Estamos mesmo a fazer um esforço internacional concertado para lutar contra estas forças, ou vemo-nos ainda impedidos pelas nossas políticas, divisões, a nossa discriminação entre países, a distinção entre bons e maus terroristas?"

O terrorismo é um problem global. A Índia é um dos alvos principais da Al-Qaeda (segundo o GTD, a Índia vem em 4º lugar na lista dos países com mais ataques terroristas em 2013) e o PM Modi coloca uma questão vital: quão sério estará o mundo na luta contra o terrorismo quando os nódulos que o alimentam permanecem intactos? 
(NB: "a nossa discriminação entre países, a distinção entre bons e maus terroristas" - esta é uma parte crucial do discurso do PM Modi já que suporta o seu argumento principal de que os países não podem lutar contra o terrorismo de forma eficaz enquanto, por conveniência política, olharem para grupos como o Hamas, o Hezbollah e Jaish-e-Mohammed como "os bons da fita, que travam a luta certa")

"Mesmo hoje, estados permitem a existência de santuários terroristas no seu território ou o uso de terrorismo como instrumentos da sua política."

Uma mensagem directa para o Paquistão; mas também para o Líbano, Qatar...

"Falamos de um mundo interdependente, mas tornámo-nos mais unidos enquanto nações? Hoje, ainda operamos sob os vários Gs com diferentes números. A Índia, também, está envolvida em vários. Mas, quão conseguiremos trabalhar juntos como G1 ou G-todos."
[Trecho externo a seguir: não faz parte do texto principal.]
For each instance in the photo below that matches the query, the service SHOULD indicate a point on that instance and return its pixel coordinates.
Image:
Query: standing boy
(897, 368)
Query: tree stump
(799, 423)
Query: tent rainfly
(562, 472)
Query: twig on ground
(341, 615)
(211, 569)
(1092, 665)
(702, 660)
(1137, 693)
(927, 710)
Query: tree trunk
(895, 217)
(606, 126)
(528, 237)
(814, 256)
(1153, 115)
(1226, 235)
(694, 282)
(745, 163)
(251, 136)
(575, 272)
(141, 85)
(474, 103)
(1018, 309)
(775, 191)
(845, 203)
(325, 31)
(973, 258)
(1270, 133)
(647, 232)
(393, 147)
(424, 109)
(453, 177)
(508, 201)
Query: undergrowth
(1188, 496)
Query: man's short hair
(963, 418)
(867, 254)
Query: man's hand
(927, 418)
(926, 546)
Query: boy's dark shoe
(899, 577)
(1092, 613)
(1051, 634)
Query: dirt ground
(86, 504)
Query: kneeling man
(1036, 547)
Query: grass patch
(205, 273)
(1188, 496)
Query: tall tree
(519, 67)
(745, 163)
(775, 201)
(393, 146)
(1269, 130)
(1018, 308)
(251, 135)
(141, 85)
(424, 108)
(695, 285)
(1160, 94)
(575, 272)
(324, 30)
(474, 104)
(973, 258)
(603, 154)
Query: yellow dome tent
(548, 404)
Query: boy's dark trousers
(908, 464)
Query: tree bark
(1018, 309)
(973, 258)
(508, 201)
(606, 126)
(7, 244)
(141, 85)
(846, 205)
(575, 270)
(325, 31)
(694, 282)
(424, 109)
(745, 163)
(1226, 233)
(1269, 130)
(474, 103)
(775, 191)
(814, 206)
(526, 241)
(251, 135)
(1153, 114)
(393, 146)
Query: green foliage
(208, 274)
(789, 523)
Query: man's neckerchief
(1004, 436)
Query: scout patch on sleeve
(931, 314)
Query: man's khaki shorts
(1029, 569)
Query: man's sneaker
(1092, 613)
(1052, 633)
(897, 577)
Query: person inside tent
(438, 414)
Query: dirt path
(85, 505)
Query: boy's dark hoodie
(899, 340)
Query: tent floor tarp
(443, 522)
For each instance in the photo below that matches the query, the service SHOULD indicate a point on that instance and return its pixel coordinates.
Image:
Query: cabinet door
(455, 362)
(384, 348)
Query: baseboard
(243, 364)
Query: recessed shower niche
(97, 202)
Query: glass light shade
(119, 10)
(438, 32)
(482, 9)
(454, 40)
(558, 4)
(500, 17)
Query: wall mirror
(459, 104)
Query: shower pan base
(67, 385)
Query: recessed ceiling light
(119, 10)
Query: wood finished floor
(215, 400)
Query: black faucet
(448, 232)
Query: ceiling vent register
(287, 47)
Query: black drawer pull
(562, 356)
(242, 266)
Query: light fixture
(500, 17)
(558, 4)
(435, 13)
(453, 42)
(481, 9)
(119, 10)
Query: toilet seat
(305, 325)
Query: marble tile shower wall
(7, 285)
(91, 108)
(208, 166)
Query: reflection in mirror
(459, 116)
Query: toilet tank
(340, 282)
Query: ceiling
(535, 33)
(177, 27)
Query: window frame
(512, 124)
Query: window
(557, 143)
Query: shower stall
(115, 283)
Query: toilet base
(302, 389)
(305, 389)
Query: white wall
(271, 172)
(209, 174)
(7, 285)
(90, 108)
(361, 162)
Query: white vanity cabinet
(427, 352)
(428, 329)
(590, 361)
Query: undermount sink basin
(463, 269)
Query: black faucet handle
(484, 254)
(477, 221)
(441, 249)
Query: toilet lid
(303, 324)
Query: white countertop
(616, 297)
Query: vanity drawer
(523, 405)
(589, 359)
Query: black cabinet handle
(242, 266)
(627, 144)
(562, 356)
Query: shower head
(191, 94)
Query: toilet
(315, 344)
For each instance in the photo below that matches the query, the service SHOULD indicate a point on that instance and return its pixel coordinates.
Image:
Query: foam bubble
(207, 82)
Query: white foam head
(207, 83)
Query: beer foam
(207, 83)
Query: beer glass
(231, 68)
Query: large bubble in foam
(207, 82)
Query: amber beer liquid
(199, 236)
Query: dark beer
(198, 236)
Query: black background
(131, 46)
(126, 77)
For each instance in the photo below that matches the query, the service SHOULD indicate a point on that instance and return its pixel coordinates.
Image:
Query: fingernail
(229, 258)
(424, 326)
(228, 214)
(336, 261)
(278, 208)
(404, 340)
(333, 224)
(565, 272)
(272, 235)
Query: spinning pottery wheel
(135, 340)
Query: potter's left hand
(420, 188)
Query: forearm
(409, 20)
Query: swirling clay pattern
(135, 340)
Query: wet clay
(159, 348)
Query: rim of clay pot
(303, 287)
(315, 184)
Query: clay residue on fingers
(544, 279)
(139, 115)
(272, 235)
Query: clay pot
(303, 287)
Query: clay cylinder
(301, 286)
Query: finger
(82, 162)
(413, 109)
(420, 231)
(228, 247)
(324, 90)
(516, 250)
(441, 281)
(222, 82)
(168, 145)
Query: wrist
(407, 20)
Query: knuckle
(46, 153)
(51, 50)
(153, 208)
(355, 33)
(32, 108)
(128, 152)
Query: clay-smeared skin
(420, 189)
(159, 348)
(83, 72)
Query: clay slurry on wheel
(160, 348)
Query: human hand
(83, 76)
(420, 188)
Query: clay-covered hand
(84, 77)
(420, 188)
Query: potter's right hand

Excelente ponto de reflexão. 
Ainda que nós não acreditemos que os vários grupos Gs compitam com a ONU, sabemos que alguns se questionam se haverá um plano verdadeiramente coordenado e uma razão explícita para a existência de tais grupos G (que, verdade seja dita, complementam o trabalho da ONU devido à liberdade de movimento que a esta não tem). 
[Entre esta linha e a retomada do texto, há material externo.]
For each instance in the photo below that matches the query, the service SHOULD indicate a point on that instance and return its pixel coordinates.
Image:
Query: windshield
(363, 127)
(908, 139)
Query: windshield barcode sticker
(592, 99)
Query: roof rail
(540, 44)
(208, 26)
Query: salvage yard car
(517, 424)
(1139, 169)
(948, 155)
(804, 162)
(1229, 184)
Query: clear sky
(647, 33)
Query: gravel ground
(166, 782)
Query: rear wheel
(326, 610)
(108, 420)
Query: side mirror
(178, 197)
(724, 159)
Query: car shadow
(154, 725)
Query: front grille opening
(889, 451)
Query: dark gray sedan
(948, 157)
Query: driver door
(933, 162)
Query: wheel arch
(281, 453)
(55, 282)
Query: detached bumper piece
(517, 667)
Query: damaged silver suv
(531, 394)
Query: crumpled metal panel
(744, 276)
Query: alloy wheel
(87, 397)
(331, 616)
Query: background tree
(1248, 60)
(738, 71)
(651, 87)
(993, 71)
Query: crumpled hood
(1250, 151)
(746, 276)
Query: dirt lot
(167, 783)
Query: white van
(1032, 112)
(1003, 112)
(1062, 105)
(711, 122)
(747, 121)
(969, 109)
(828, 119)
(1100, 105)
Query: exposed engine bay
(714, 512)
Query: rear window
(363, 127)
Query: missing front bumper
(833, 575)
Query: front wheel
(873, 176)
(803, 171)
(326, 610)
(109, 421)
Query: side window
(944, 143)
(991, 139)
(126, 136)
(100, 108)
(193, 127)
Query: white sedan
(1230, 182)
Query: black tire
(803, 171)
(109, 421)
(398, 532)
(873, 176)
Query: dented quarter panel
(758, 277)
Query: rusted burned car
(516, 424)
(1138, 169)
Em suma: o discurso do PM Modi foi mais um comentário com algumas críticas válidas, mas vazio de uma direcção concreta (qual a posição internacional da Índia exactamente?). Não obstante, abordou assuntos que assolam o mundo hoje (terrorismo, energia, desenvolvimento económico global etc); enviou mensagens importantes aos seus vizinhos (i.e ainda que a Índia seja pacífica e acredite no multilateralismo, não irá permitir que seja manipulada pela sua complexa vizinhaça); e também fez referência à segurança-cibernaútica (uma possível indicação de que nem tudo vai bem no paraíso BRICS).
De um modo geral, foi um bom discurso ainda que excessivamente diplomático - o que contradiz um pouco o aumento da despesa e P&D militares, e a clara ambição política indiana na arena internacional. Talvez um estilo de oratória diferente?